Asharaf Tapsoba

Personal information
- Full name: Asharaf Loukman Tapsoba
- Date of birth: 30 March 2010 (age 15)
- Place of birth: Ziniaré, Burkina Faso
- Height: 1.82 m (6 ft 0 in)
- Position: Forward

Team information
- Current team: Réal du Faso [de]

Youth career
- Élite Sport International de Ziniare
- 2011–: Réal du Faso [de]

International career^{‡}
- Years: Team / Apps / (Gls)
- 2025–: Burkina Faso U17 / 6 / (7)

= Asharaf Tapsoba =

Burkinabe footballer (born 2010)

Asharaf Loukman Tapsoba (born 30 March 2010) is a Burkinabe professional footballer who plays as a forward for Réal du Faso.

==Early life==
Tapsoba was born on 30 March 2010 in Burkina Faso.
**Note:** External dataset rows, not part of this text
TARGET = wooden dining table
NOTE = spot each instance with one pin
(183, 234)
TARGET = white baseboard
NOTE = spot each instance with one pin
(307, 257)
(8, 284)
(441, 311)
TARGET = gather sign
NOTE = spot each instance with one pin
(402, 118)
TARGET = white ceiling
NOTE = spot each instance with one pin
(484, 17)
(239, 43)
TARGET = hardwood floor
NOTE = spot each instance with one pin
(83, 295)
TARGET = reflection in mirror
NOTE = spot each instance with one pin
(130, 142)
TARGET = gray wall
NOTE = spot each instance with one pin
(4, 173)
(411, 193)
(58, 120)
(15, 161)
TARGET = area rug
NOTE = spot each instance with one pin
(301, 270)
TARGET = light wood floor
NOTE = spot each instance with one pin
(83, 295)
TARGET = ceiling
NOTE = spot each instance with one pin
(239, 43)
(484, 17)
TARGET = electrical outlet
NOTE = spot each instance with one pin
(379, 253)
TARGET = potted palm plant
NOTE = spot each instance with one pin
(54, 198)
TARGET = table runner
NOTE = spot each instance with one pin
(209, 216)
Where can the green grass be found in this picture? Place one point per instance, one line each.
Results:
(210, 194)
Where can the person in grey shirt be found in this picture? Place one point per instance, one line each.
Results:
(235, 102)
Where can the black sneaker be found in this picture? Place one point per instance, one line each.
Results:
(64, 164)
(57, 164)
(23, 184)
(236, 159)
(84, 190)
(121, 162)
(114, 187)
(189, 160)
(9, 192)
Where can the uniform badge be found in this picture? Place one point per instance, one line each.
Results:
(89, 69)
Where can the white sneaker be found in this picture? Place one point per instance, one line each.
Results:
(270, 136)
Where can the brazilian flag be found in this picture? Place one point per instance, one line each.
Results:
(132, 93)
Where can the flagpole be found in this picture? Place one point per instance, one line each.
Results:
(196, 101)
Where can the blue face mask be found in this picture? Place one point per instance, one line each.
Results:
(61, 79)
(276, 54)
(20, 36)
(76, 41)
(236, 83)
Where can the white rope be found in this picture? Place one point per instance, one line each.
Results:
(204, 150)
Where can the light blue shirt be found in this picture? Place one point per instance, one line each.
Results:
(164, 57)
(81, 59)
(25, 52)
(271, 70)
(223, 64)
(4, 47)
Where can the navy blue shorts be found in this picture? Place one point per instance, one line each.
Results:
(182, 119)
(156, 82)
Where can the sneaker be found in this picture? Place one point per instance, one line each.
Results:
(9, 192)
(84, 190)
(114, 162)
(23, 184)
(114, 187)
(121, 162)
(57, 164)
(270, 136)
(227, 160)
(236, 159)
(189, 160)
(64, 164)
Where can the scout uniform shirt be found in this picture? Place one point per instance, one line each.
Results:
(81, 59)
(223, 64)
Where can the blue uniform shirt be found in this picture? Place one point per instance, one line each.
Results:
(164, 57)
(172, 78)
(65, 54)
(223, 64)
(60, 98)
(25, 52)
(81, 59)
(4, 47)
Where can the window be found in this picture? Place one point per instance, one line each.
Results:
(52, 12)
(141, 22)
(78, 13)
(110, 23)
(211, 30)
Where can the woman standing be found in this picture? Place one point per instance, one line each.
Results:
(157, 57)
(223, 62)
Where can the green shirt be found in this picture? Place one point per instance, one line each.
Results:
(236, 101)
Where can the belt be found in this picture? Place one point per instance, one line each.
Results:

The son of Adama, he started playing football at the age of eight. A native of Ziniaré, Burkina Faso, he grew up regarding Portugal international Cristiano Ronaldo as his football idol.

==Club career==
As a youth player, Tapsoba joined the youth academy of Burkinabe side Élite Sport International de Ziniare. At the age of eleven, he joined the youth academy of Réal du Faso.

==International career==
Tapsoba is a Burkina Faso youth international. During April 2025, he played for the Burkina Faso national under-17 football team at the 2025 U-17 Africa Cup of Nations.